Matthew McKenna

Local Government Studies

Policy learning in times of failure: How English local government responds at times of central government intervention.   

Supervisors: Catherine Durose and Stephen Bates 

Matthew McKenna

Matthew is an ESRC funded doctoral candidate who is researching the relationship between policy failure and policy learning in the context of central-local government relations. To do so, he is conducting a comparative case study design focusing upon two cases of central government intervention into English local government. These interventions range from centrally mandated Best Value Inspections, Improvement Notices, Statutory Directions, statutory and none-statutory improvement measures. He is particularly interested in how local actors interpret central government interventions and in examining the practice of ‘doing improvement’.
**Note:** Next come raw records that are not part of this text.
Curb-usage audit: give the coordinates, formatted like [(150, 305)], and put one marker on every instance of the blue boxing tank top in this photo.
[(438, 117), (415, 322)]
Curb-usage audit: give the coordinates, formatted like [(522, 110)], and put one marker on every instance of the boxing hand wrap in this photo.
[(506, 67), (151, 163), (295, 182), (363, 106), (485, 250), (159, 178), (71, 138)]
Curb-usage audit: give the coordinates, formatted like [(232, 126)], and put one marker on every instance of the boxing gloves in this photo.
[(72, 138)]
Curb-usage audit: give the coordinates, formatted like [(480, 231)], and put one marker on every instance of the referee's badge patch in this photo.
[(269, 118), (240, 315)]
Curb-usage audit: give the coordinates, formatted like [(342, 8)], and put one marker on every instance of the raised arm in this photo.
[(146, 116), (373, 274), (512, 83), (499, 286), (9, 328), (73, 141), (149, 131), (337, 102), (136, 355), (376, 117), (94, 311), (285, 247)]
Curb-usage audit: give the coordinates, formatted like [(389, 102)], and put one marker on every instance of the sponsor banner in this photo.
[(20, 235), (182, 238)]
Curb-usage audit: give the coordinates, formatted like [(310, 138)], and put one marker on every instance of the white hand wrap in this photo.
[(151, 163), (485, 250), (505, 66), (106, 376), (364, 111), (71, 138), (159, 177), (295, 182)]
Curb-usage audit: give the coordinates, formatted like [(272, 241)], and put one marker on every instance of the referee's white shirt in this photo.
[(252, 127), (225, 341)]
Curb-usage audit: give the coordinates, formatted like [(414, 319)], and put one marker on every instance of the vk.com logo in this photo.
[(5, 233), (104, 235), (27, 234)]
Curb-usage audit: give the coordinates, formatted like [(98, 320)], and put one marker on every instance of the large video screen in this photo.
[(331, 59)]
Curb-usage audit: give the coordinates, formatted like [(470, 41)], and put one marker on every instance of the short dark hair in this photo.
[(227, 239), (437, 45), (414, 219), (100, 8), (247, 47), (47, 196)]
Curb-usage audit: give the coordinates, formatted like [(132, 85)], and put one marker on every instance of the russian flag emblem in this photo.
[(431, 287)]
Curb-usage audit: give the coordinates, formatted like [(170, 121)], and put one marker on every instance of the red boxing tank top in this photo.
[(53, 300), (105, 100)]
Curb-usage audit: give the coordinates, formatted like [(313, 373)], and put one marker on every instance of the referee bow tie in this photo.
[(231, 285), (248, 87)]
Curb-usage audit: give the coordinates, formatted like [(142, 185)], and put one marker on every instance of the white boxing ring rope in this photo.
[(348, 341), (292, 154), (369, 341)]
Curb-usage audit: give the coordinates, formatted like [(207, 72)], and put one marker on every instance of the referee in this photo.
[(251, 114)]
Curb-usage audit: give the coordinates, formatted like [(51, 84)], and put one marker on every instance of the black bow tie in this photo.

Matthew is also a co-investigator on the multi-disciplinary research project “Whose responsibility is it? Socio-political perspectives on Antimicrobial Resistance”, funded by the University of Birmingham’s Institute for Global Innovation and the Institute for Advanced Studies. This project examines the views of national and international policy stakeholders in antimicrobial resistance (eg clinicians, managers, policy makers, politicians), with the aim to explore issues of how responsibility and accountability are managed in policy and clinical practice.

Research interests

  • British Politics
  • Governance
  • Interpretivism
  • Political elites
  • Ethnography. 

Qualifications

  • BA/BSc Combined History and Psychology (2i, Sunderland, 2016)
  • MA Public Policy & Governance (With Distinction, Manchester, 2017)
  • MA Social Research (With Distinction, Birmingham, 2020)

Publications

McKenna, M. G. and Gale, N. (forthcoming). Tensions within the Public Encounter: The case of balancing individual and population health risks. In Hupe, P. (eds) The politics of the public encounter: What happens when citizens meet the state. Edward Elgar.

McKenna, M. G. (2021). Policy Controversies and Political Blame Games, Political Studies Review. doi: 10.1177/1478929921990994.